Symptoms of Diabetes in Dogs
The pet food manufacturer Purina lists common signs of canine diabetes:
- Loss of eyesight
- Increased urination
- Lack of energy
- Urinary tract infection
- Excessive thirst
- Unexplained weight loss
- Changes in appetite
While there cannot be any guarantee that you can prevent your dog from developing diabetes, you can follow the tips below to reduce the risk.

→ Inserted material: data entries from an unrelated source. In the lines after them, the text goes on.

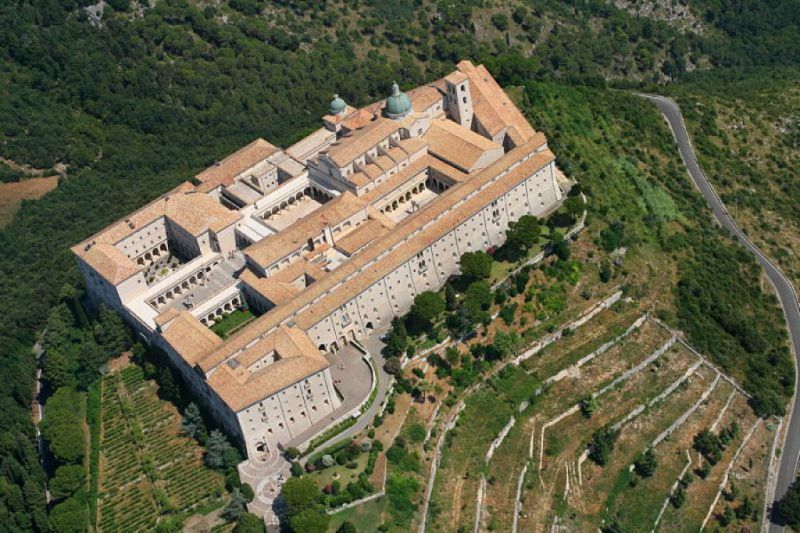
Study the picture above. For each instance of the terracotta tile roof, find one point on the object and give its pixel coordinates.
(385, 163)
(297, 357)
(412, 145)
(396, 154)
(190, 338)
(193, 211)
(372, 171)
(347, 148)
(456, 144)
(456, 77)
(361, 236)
(272, 248)
(397, 179)
(223, 173)
(492, 106)
(359, 119)
(424, 97)
(166, 316)
(277, 292)
(449, 171)
(110, 263)
(359, 179)
(198, 213)
(360, 271)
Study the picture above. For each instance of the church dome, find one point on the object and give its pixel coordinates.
(337, 105)
(397, 105)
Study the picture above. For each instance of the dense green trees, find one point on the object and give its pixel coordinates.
(62, 425)
(476, 265)
(67, 480)
(602, 444)
(722, 308)
(302, 499)
(137, 104)
(521, 236)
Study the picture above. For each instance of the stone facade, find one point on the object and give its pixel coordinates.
(326, 241)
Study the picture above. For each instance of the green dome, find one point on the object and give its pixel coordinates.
(397, 105)
(337, 105)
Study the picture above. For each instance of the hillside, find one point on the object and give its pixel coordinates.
(138, 99)
(746, 130)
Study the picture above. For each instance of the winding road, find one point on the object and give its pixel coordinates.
(783, 287)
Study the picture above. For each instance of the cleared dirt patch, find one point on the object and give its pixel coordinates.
(12, 195)
(638, 507)
(701, 492)
(745, 488)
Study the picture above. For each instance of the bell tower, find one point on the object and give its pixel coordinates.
(458, 99)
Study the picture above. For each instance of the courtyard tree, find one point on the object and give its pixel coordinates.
(299, 494)
(235, 506)
(574, 206)
(428, 306)
(219, 452)
(476, 265)
(478, 299)
(450, 297)
(396, 339)
(520, 237)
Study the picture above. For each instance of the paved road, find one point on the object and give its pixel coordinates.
(783, 287)
(373, 345)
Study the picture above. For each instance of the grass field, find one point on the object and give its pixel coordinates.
(232, 321)
(147, 468)
(12, 195)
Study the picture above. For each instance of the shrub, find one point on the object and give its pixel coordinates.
(645, 463)
(602, 445)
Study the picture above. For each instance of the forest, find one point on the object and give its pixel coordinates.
(142, 98)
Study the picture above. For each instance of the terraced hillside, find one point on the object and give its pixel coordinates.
(147, 468)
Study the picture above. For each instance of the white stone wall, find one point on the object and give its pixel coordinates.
(394, 294)
(285, 415)
(145, 239)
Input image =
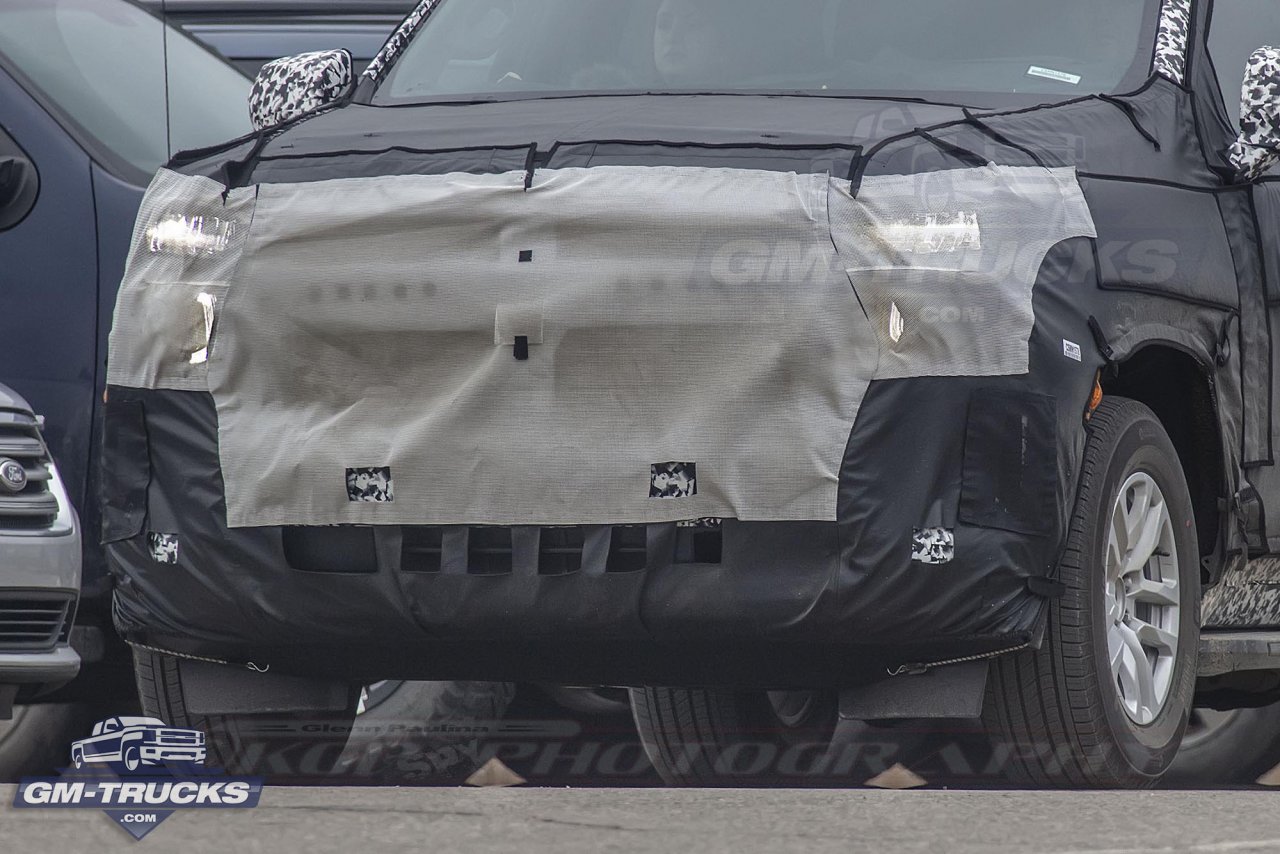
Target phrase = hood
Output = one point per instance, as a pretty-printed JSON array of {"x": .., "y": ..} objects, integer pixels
[{"x": 572, "y": 346}]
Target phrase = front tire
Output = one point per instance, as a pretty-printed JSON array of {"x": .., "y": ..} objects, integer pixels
[
  {"x": 278, "y": 747},
  {"x": 1105, "y": 700}
]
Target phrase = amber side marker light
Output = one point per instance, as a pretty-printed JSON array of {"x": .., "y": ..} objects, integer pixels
[{"x": 1095, "y": 397}]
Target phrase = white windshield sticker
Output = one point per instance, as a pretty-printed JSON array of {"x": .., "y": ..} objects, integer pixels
[{"x": 1036, "y": 71}]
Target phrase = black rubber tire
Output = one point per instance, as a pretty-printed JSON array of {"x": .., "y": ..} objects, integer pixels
[
  {"x": 714, "y": 738},
  {"x": 36, "y": 739},
  {"x": 306, "y": 748},
  {"x": 1055, "y": 713},
  {"x": 425, "y": 730},
  {"x": 1237, "y": 753}
]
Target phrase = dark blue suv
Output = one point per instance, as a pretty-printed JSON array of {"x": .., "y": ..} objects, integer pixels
[{"x": 94, "y": 97}]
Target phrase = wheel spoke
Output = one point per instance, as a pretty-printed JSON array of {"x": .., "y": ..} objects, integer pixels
[
  {"x": 1147, "y": 537},
  {"x": 1162, "y": 593},
  {"x": 1118, "y": 539},
  {"x": 1136, "y": 514},
  {"x": 1139, "y": 666},
  {"x": 1152, "y": 636}
]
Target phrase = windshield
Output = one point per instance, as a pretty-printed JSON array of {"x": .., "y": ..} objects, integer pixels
[
  {"x": 1034, "y": 46},
  {"x": 100, "y": 64}
]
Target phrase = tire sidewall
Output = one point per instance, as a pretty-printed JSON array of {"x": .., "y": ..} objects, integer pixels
[{"x": 1143, "y": 446}]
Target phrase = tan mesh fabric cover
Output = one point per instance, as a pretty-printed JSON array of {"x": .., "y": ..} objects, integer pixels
[{"x": 693, "y": 345}]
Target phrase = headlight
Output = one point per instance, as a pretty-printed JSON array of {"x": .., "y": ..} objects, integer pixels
[
  {"x": 932, "y": 233},
  {"x": 174, "y": 234}
]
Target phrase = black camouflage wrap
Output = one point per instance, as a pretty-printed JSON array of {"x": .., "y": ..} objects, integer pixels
[
  {"x": 398, "y": 39},
  {"x": 942, "y": 539},
  {"x": 1255, "y": 151},
  {"x": 1171, "y": 40}
]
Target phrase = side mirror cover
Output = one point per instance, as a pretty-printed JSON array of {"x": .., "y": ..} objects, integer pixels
[
  {"x": 1258, "y": 145},
  {"x": 19, "y": 186},
  {"x": 293, "y": 86}
]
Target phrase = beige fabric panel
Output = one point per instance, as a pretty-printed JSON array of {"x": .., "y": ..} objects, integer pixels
[{"x": 685, "y": 315}]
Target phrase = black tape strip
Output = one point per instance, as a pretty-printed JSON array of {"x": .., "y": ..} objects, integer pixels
[
  {"x": 1100, "y": 339},
  {"x": 982, "y": 127},
  {"x": 1127, "y": 108},
  {"x": 952, "y": 150}
]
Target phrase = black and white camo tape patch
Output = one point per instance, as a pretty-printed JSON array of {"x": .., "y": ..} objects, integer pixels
[
  {"x": 400, "y": 39},
  {"x": 373, "y": 485},
  {"x": 1255, "y": 151},
  {"x": 1247, "y": 597},
  {"x": 163, "y": 547},
  {"x": 935, "y": 546},
  {"x": 672, "y": 479},
  {"x": 1171, "y": 40},
  {"x": 288, "y": 87}
]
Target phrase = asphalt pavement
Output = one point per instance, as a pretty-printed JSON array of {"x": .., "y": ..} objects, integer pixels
[{"x": 566, "y": 821}]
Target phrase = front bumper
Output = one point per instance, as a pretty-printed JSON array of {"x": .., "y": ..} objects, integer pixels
[
  {"x": 169, "y": 753},
  {"x": 40, "y": 576},
  {"x": 785, "y": 604},
  {"x": 48, "y": 668}
]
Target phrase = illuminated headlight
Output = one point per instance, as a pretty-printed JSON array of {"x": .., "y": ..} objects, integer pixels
[
  {"x": 932, "y": 233},
  {"x": 191, "y": 234}
]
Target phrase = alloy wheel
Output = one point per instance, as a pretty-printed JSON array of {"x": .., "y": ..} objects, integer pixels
[{"x": 1142, "y": 598}]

- Ensure that your dog eats a healthy and balanced diet
- Assist your dog in maintaining a healthy weight
- Help your dog to get enough exercise for its age
Dog distemper (or canine distemper) is a deadly contagious virus that attacks a dog’s brain cells, the skin, mucous membrane, and gastrointestinal tract. The disease can be spread either through direct contact with an infected host or object, airborne exposure, or the placenta. It causes severe illness in the host, which is hard to treat (Source).
Symptoms of Dog Distemper
Infected dogs exhibit a wide range of symptoms, depending on how the disease has advanced in their bodies. The American Kennel Club breaks the symptoms into stages, as presented below.
- Nasal discharge
- Pus-like eye discharge
- Spinal cord and brain inflammation
- Head tilt
- Partial or full paralysis
- Muscle twitching
- Increased salivation or chewing motion
Like in most preventable diseases, the primary way of ensuring that your dog does not end up dying from distemper is to ensure the animal is fully vaccinated. It is also vital to ensure that the dog does not come into contact with infected animals.
A substance that could be harmless to you could kill your dog. The ASPCA Animal Poison Control Center provides links to resources that can help you protect your dog from coming into contact with poisonous substances. You can see their guides here.
Signs that your dog has been poisoned
Some of the easiest signs that your dog may be poisoned include nose bleeding, blood in the stool, or bruising. Because poison affects internal organs, symptoms can also include liver damage and kidney failure. A poisoned dog could also exhibit neurological symptoms like seizures.
The most effective way to prevent your dog suffering from poisoning is to be clear about harmful substances, like flowers, plants, and food, and keep them out of reach of your dog. Teaching your dog only to eat when you have given it a signal could also be an effective way of ensuring that it never eats any food you have not approved of.